Welcome to PIGED!

 

About this site

This site provides a front-end web application for conserved sequence identification in upstream non-coding regions of annotated prokaryotic genome sequences available at the National Center for Biotechnology Information (NCBI). The most recent update includes completely sequenced prokaryotic genome sequences as of November 2004. To see our list of included genomes, click here.

To return to this page at any time, follow the PIGED Help link in the left frame.

About the data

Upstream intergenic regions were mined from the genome sequences using a PERL program called IGSpy2.3, and stored in a relational database, which can be accessed by several avenues (with links in the left frame):

1) SynSearch – Upstream intergenic sequences can be obtained for any gene of interest simply by keying in the desired gene synonym in FASTA header format (including “>”), available from genome sequence .ptt files at NCBI.

2) COGSearch – Gene synonyms can be obtained for orthologous genes as determined at the Cluster of Orthologous Genes (COG) web-site at NCBI ( here). Intergenic sequences can then be obtained by copy and pasting COGSearch results into SynSearch.

3) SeqSearch - A query will be performed on the database to find matching sequences, returning the synonym and full sequence of the matching IG regions in FASTA format.

4) Microarray Data – Provides a link to prokaryotic microarray experimental data at NCBI Gene Expression Omnibus (GEO). Data can be clustered and analyzed at GEO, resulting in groups of synonyms for accessing sequences of interest on this web-site. IGSpy2.3 and statistics of intergenic sequence retrieval using this program for each prokaryotic genome are available using the links in the left frame.

About data analysis

The research motivation behind the creation of this site stems from interests in evolution of gene regulatory.

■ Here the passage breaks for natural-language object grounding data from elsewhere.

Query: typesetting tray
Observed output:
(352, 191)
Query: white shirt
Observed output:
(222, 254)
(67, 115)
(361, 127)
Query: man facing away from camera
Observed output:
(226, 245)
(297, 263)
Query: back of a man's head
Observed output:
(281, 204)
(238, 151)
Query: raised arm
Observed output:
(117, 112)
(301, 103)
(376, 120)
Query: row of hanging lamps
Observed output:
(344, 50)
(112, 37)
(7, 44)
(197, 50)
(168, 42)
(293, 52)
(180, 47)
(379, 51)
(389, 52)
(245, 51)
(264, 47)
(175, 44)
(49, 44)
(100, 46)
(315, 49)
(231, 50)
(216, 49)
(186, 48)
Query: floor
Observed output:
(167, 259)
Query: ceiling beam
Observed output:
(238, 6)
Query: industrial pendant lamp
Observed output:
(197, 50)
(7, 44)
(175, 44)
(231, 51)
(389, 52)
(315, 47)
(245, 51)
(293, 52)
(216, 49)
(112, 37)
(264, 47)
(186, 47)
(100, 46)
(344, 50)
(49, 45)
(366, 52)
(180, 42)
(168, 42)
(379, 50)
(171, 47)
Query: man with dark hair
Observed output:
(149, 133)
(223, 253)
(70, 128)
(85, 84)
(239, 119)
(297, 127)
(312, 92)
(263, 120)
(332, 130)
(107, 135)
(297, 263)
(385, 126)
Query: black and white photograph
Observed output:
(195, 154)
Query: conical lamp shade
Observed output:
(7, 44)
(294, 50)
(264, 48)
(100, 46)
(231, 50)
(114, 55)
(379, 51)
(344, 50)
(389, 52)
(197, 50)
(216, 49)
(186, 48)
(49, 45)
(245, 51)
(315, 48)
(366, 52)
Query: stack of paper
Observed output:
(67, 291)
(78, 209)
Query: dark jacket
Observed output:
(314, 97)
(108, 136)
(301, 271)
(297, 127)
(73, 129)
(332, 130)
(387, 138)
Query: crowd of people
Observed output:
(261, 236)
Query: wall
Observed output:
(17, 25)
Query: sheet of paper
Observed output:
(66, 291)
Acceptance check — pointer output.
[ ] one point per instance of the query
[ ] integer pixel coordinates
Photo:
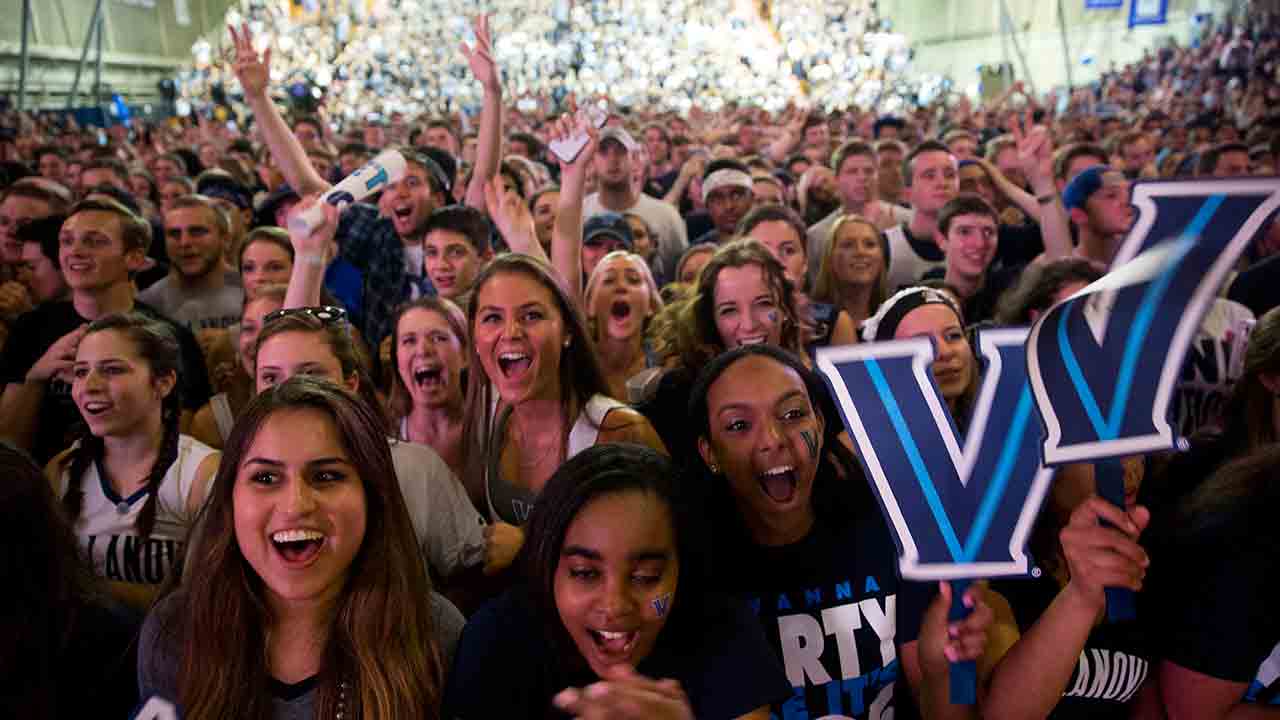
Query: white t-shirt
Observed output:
(105, 527)
(663, 220)
(1214, 361)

A position-dependent weight scoring matrix approach is available, using previously available open source programs (Studholme, D.J. and Pau, R.N. (2003) BMC Microbiology 3:24-33).

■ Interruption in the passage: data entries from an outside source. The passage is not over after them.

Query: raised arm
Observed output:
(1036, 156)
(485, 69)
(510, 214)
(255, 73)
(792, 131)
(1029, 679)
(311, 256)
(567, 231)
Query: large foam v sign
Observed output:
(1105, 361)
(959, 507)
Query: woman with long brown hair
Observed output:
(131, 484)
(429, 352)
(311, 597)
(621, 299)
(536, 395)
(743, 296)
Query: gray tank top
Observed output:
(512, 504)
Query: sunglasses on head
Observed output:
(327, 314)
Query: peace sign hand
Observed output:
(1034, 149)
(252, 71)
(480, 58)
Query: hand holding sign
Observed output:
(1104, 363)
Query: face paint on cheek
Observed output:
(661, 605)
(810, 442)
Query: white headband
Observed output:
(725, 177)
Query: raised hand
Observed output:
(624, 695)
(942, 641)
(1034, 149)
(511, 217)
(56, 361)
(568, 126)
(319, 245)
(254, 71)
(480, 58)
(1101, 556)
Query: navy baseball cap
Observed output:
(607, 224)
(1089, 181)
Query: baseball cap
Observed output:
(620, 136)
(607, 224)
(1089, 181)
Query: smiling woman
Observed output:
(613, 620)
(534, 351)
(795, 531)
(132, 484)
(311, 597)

Following sequence retrieval, ClustalW sequence alignment can be performed on any sequence queries by clicking the "Send Results to ClustalW" at the bottom of the page. A “consensus” scan can then be performed by clicking the link at the top of the ClustalW alignment page. Here, a gap-free sequence alignment region (<100 characters in length) is chosen (using the ruler at the top of the page) for conversion to a position-dependent weight matrix by entering the appropriate start and stop position information. The user then chooses an organism’s genome sequence or simply intergenic sequences, parsed from a particular genome based upon a respective .ptt file, to scan. Lastly, a cut-off value is entered to determine range of output. Although the cut-off value is empirically determined and dependent on both weight matrix and genome sequence chosen, the authors have found values from 70-90 to be useful over numerous searches.

About the output

Scans of intergenic regions will produce output exhibiting score for the match, strand, genome sequence position, sequence match, proximate gene synonym, and proximate gene description. Scans of total genome sequences will return output containing score, strand, genome sequence position, and sequence match.